弱男フリーターおっさん、力の種を食いまくって攻撃力9999の最強忍者になる~外れジョブとバカにされていたが無双配信は大人気に!~

大田 明

第一章

第1話 万燈籠英二

 俺の名前は万燈籠英二まんとうろうえいじ

 42歳のフリーターだ。

 サラリーマンとして働いていた時もあるが、勤めていた先が超絶ブラック企業だったこともあり、鬱になって自主退職。

 そこからは底辺の生活をしている。


 コンビニでアルバイトをして生計を立てているが……最近は特に厳しい。

 生活費が高騰し過ぎて、バイト代だけではギリギリの生活だ。

 最低賃金が上がっていると言ってもそれ以上にお金が必要だもんな。

 スーパーの品物の値段を見て意識が飛びそうになったものだ。


 まぁどうにか生きていけるのでまだ何とかなっているのだが……コンビニ店員には嫌気がさしている。

 横暴な客に、偉そうな店長とやる気のない同僚。

 営業スマイルでレジを打つ毎日に不安と絶望が押し寄せてくる。

 

「そうだ。冒険者になろう」


 夜勤明けの朝、俺は唐突にそんなことを口にしていた。

 きっと限界が来ていたのだろう。

 もうコンビニ店員は嫌だ。底辺は嫌だ。こんな生活はまっぴらごめんだ。


 冒険者とは、数年前に出現した『ダンジョン』を攻略することを生業にする者たちの総称。

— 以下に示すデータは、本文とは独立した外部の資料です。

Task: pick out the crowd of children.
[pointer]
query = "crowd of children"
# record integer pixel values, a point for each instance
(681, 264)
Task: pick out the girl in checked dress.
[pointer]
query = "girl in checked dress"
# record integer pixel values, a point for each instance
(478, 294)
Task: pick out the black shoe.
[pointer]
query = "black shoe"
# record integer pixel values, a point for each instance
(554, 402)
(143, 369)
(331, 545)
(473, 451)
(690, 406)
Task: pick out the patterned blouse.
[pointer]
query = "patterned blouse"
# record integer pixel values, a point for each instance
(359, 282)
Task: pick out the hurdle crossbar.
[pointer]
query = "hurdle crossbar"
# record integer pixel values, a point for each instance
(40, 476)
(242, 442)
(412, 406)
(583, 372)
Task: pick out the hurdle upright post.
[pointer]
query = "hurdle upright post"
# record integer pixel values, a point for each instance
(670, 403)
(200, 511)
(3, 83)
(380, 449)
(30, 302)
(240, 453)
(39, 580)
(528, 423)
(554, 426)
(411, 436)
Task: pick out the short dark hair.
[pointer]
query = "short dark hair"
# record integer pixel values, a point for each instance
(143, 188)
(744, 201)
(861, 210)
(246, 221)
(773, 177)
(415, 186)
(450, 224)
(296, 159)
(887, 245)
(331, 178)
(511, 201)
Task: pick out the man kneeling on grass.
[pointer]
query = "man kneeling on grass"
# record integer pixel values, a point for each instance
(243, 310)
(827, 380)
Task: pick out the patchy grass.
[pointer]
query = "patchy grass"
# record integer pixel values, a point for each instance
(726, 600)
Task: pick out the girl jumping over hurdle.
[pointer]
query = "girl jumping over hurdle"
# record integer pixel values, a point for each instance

 社会人としては落第点の俺ではあるが、冒険者としてならあるいは……


 ◇◇◇◇◇◇◇


 そんな夢を見て始めた冒険者。

 俺は『ギルド』の受付に並び、胸をドキドキさせていた。

 これから始まる冒険者生活に興奮しているのではない。

 【ジョブ】の外れを引かないか心配をしているのだ。


 【ジョブ】とはゲームなんかでよく聞くような『戦士』や『僧侶』などがあり、自分で決めることは不可能。

 冒険者を始める前から【ジョブ】は確定されているらしく、俺が並ぶ列の先でそれを確認できるのだ。

 

 俺が現在いるのは役所のような場所で、施設の名称は『ギルド』。

 『ダンジョン』の横に設置されており、ここでは冒険者のサポートを請け負ってくれているのだ。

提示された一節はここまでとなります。